No obstante, justo cuando había comenzado a disfrutar del espectáculo, una segunda luz se encendió entre las penumbras, acción que no me habría preocupado en absoluto si aún se hallaban perdidos, buscando su blanco. Mas la certeza con la que dirigieron el haz de luz frente a mi rostro, denotó que ninguno de esos hombres no sabía lo que hacía. Nos habían descubierto, y eso no pintaba nada bien.

THEMMA
Continuamos caminando por al menos veinte minutos más, hasta dar con un simpático chalet de ladrillo visto, cuyo letrero fijado al alambrado rezaba «Se alquila» y abajo figuraba el nombre y número de contacto de quien estaba a cargo, Donald Finnigan, padre de la pequeña Estella. La niña sacó de su bolsillo su pequeño llavero y giró el llavín dos veces para destrabar la cerradura y permitirnos entrar.
Apenas lo hicimos, nuestros olfatos se atormentaron con un olor a cal y pintura fresca. Los muebles estaban algo manchados y algunas paredes tenían filtraciones, mas no podíamos ser muy exquisitos al respecto. Dábamos por hecho que, una vez que la señora Shawger descubriera que Susana también se hallaba en el mismo bote que nosotros, no dudaría mucho en darle una patada y mandarla a la calle. Ya había comenzado a extrañar el carácter y la jovialidad de mi adorable suegra.
—Papá dijo que no habrá problema de que se queden aquí por un tiempo siempre que ayuden a poner a punto el departamento. Dijo que mantuvieran el lugar en condiciones y que al menor desastre los dejaría de nuevo en la calle —nos advirtió la niña.
—Nos prepararemos para la ocasión —bromeé.
Sebastian desempacó sus cosas: tres de sus mejores remeras, unos jeans azules ajustados, su traje de baño, dos pares de zapatillas, una chamarra y sus gafas de sol. Al final de su maleta, y como si se avergorzara de mostrárnoslo, se encontraba un muñeco de medio metro del Power Ranger rojo, al cual le tenía mucho aprecio. Acomodó sus pertenencias en una repisa y se enclaustró durante horas.
—Es momento de hacer algo más. Esto sólo nos ha servido para convertirnos en criminales muy buscados y nada hemos hecho para cambiar la opinión pública ni nada similar, esto considerando que falta apenas una semana para que esa maldita ley comience a regir en todos los Estados Unidos.
—But... What are we going to do with Sebastian? We musn't take him off —protestó Lusmila, con su rudimentario idioma.
—Por ahora, nada —confesó Thiago—. No podemos forzar las cosas. Será mejor darle algo de espacio para después exigirle su compromiso.
—Estoy de acuerdo con eso —agregó Virgine, y todos acatamos.
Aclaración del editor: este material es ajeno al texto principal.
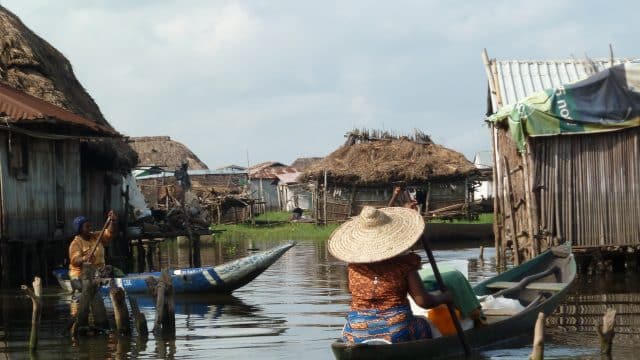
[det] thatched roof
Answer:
[130,136,208,170]
[0,6,137,169]
[291,157,322,171]
[301,131,475,186]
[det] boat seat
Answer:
[482,308,524,317]
[487,281,569,291]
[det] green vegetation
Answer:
[428,213,493,224]
[211,211,338,240]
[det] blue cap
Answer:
[73,216,89,234]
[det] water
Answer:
[0,240,640,360]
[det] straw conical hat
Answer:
[328,206,424,263]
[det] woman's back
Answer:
[349,254,420,310]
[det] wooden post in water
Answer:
[109,279,131,336]
[20,276,42,352]
[529,312,544,360]
[146,270,176,335]
[596,308,616,357]
[72,263,109,337]
[128,295,149,339]
[322,170,328,225]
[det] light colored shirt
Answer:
[69,229,113,278]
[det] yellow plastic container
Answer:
[427,304,460,336]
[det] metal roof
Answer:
[485,54,633,112]
[0,83,119,135]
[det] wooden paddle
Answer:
[89,216,112,259]
[421,234,471,356]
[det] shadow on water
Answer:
[0,239,640,359]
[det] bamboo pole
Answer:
[529,312,544,360]
[492,126,504,267]
[323,170,328,225]
[596,308,616,356]
[504,156,520,266]
[20,276,42,353]
[522,141,540,256]
[109,279,131,336]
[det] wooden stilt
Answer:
[20,276,42,352]
[109,279,131,336]
[146,270,176,335]
[129,296,149,339]
[529,312,544,360]
[72,264,97,337]
[596,308,616,356]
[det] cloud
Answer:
[154,4,259,55]
[2,0,640,166]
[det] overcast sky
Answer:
[5,0,640,168]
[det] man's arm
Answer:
[69,240,84,266]
[95,210,118,246]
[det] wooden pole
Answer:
[20,276,42,353]
[421,233,471,356]
[492,125,504,267]
[109,279,131,336]
[146,270,176,336]
[128,295,149,339]
[323,170,328,225]
[504,156,520,266]
[72,263,108,337]
[529,312,544,360]
[522,143,540,257]
[596,308,616,356]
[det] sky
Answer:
[0,0,640,168]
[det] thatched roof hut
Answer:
[130,136,208,170]
[291,157,322,171]
[0,6,137,170]
[302,131,475,186]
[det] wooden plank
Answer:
[487,281,569,291]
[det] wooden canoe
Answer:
[331,245,576,359]
[53,242,295,294]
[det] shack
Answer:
[130,136,208,170]
[0,6,137,286]
[249,161,299,212]
[483,51,640,264]
[300,130,475,221]
[131,136,255,224]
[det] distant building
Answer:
[300,130,476,221]
[473,150,493,200]
[249,162,313,211]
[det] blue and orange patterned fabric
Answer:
[342,305,431,344]
[342,254,431,343]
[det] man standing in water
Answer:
[69,210,118,280]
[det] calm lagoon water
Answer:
[0,239,640,360]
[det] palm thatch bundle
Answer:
[130,136,208,170]
[0,6,137,170]
[301,130,475,186]
[291,157,322,171]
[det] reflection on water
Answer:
[0,240,640,359]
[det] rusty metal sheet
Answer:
[0,84,120,136]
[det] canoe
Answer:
[53,242,296,294]
[331,245,576,359]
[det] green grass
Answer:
[212,211,338,240]
[429,213,493,224]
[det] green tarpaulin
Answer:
[487,63,640,151]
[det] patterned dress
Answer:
[342,254,431,343]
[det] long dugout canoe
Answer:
[53,242,296,294]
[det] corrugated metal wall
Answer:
[0,133,80,242]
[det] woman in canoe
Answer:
[328,206,451,343]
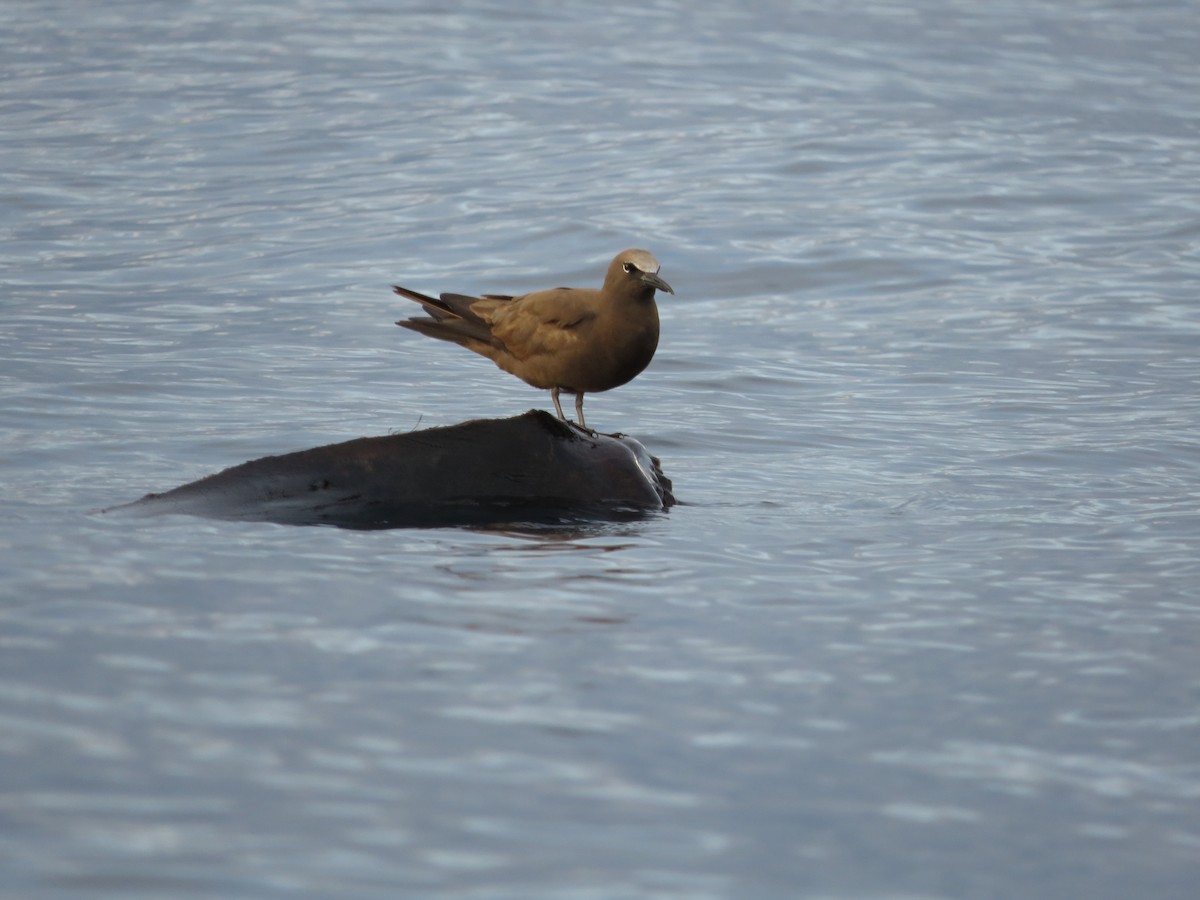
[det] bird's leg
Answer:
[575,391,588,428]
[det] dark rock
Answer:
[106,410,674,528]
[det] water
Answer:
[0,0,1200,899]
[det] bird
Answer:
[392,248,674,431]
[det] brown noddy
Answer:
[392,250,674,428]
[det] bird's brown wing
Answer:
[487,288,600,359]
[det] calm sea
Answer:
[0,0,1200,900]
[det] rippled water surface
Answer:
[0,0,1200,899]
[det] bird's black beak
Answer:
[637,272,674,294]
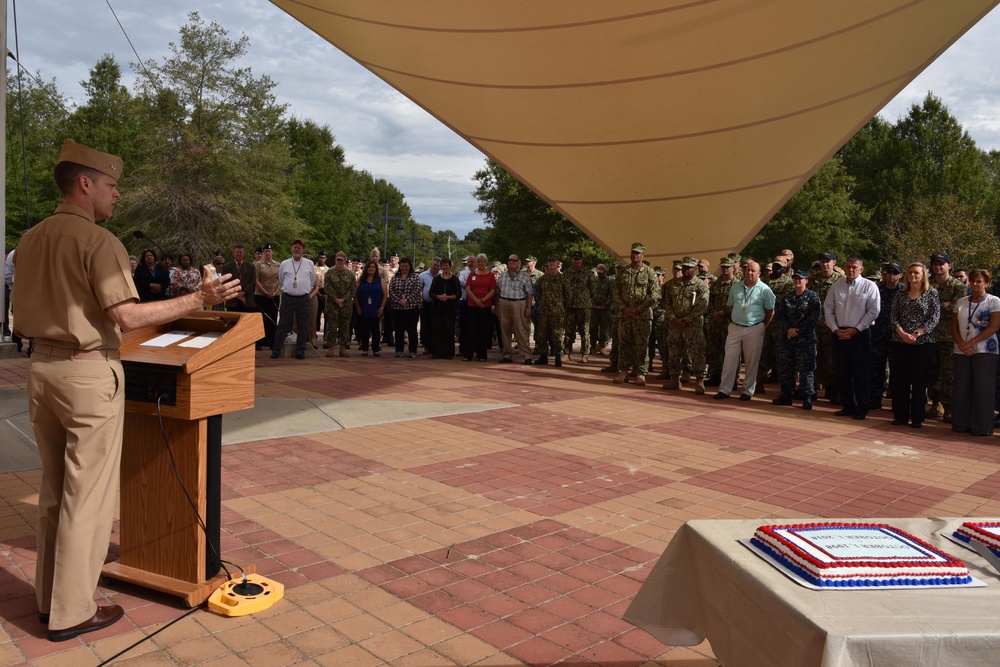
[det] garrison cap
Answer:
[59,139,125,180]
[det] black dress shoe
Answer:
[49,604,125,642]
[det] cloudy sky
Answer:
[7,0,1000,235]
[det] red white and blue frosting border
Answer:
[951,521,1000,558]
[750,522,973,588]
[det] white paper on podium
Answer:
[177,331,222,349]
[142,331,197,347]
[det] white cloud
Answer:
[7,0,1000,240]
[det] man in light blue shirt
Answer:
[823,255,881,419]
[715,260,775,401]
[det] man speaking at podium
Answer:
[11,139,240,641]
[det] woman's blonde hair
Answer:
[903,262,931,294]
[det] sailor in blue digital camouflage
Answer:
[771,269,823,410]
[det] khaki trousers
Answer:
[28,353,125,630]
[497,299,531,359]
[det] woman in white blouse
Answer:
[951,269,1000,435]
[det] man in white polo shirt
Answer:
[823,255,881,419]
[715,260,775,401]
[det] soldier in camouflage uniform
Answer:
[663,257,708,394]
[868,262,904,410]
[563,250,594,364]
[613,243,657,386]
[771,269,823,410]
[927,253,968,424]
[808,252,844,405]
[535,257,567,366]
[756,255,795,394]
[648,262,679,378]
[705,257,739,387]
[323,251,358,357]
[590,264,612,354]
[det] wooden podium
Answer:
[102,311,264,607]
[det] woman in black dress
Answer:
[430,257,462,359]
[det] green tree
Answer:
[5,68,69,241]
[112,12,303,261]
[473,159,613,265]
[886,194,1000,271]
[743,158,877,267]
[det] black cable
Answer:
[156,394,232,580]
[97,605,201,667]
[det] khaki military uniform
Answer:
[11,204,139,630]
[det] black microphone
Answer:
[132,229,167,259]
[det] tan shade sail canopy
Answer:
[272,0,997,263]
—Bien —continué—, lo que necesitaremos ahora será coordinar una marcha multitudinaria. Tenemos bastantes seguidores y simpatizantes, he visto muchos mensajes de apoyo en las redes hacia nosotros y los medios de comunicación no se han quedado atrás. No obstante, nuestro único (y primordial) inconveniente, el que nos hace inútiles para este plan, es que somos demasiado famosos. Quiero decir que, de salir a protestar, más de uno no dudaría en ponernos las manos encima y hacernos acabar en la cárcel. Entre todos valemos más de veinticinco mil dólares -agregué, orgullosa.